The most important part here is to make sure that you get the correct underlying query. We‘ve recently had a the case where the wrong setting cost us almost 10x performance. Spring Data uses the High Level Rest Client, so I would generally expect no or a small overhead; if the underlying query is the same. The framework differences are probably small enough where I would prioritize development speed and familiarity.
Our mistake was to return the underlying docs in the aggregation, which is a lot more data to send around / (de)serialize and also won‘t use the cache — that made a difference of 400ms vs 40ms for our aggregation (when we hit the cache).

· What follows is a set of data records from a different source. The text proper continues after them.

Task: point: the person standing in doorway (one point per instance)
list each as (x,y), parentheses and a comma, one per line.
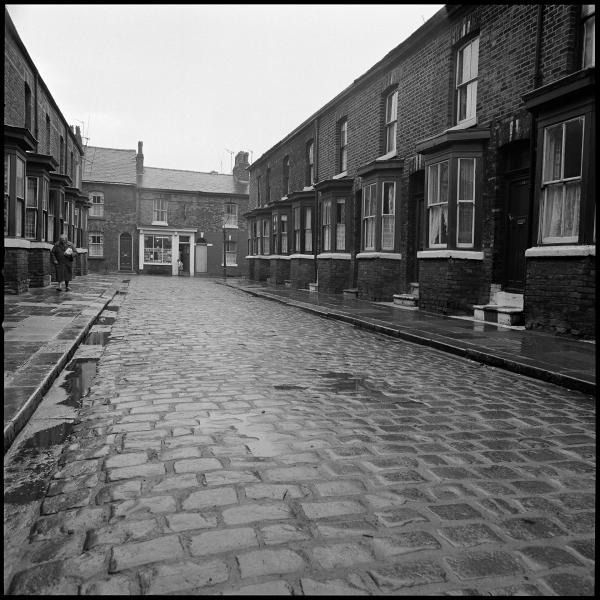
(62,255)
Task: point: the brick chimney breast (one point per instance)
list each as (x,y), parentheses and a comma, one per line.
(240,172)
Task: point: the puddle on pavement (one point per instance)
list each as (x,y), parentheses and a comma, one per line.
(77,383)
(97,338)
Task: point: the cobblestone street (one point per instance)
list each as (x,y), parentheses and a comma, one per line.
(233,445)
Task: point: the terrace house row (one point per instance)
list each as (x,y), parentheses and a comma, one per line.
(146,219)
(461,165)
(42,174)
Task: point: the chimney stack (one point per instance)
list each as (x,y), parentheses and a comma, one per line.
(139,160)
(240,172)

Edit P.J.Meisch (hope, you don't mind @xeraa), no need for an extra answer:
As already stated, Spring Data Elasticsearch uses the Elasticsearch RestHighLevelClient (and later will use the new Elasticsearch client) and to create an aggregation query you need to use the NativeSearchQuery
where you build the query using Elasticsearch's query builders. So building the query is the same when using the RestHighLevelClient directly.
As already mentioned by @xeraa, if you just need the aggs and not the query data make sure to not return the source docs, in Spring Data Elasticsearch you do that with NativeSearchQueryBuilder.withMaxResults(0)
. You then pass the query as ususal to the ElasticsearchOperations.search()
method.
Spring Data Elasticsearch does not do any parsing on the returned aggregations, you will have to do the same there as you will with diretly using the client.
So I don't see a point where Spring Data Elasticsearch will contribute to a performance problem.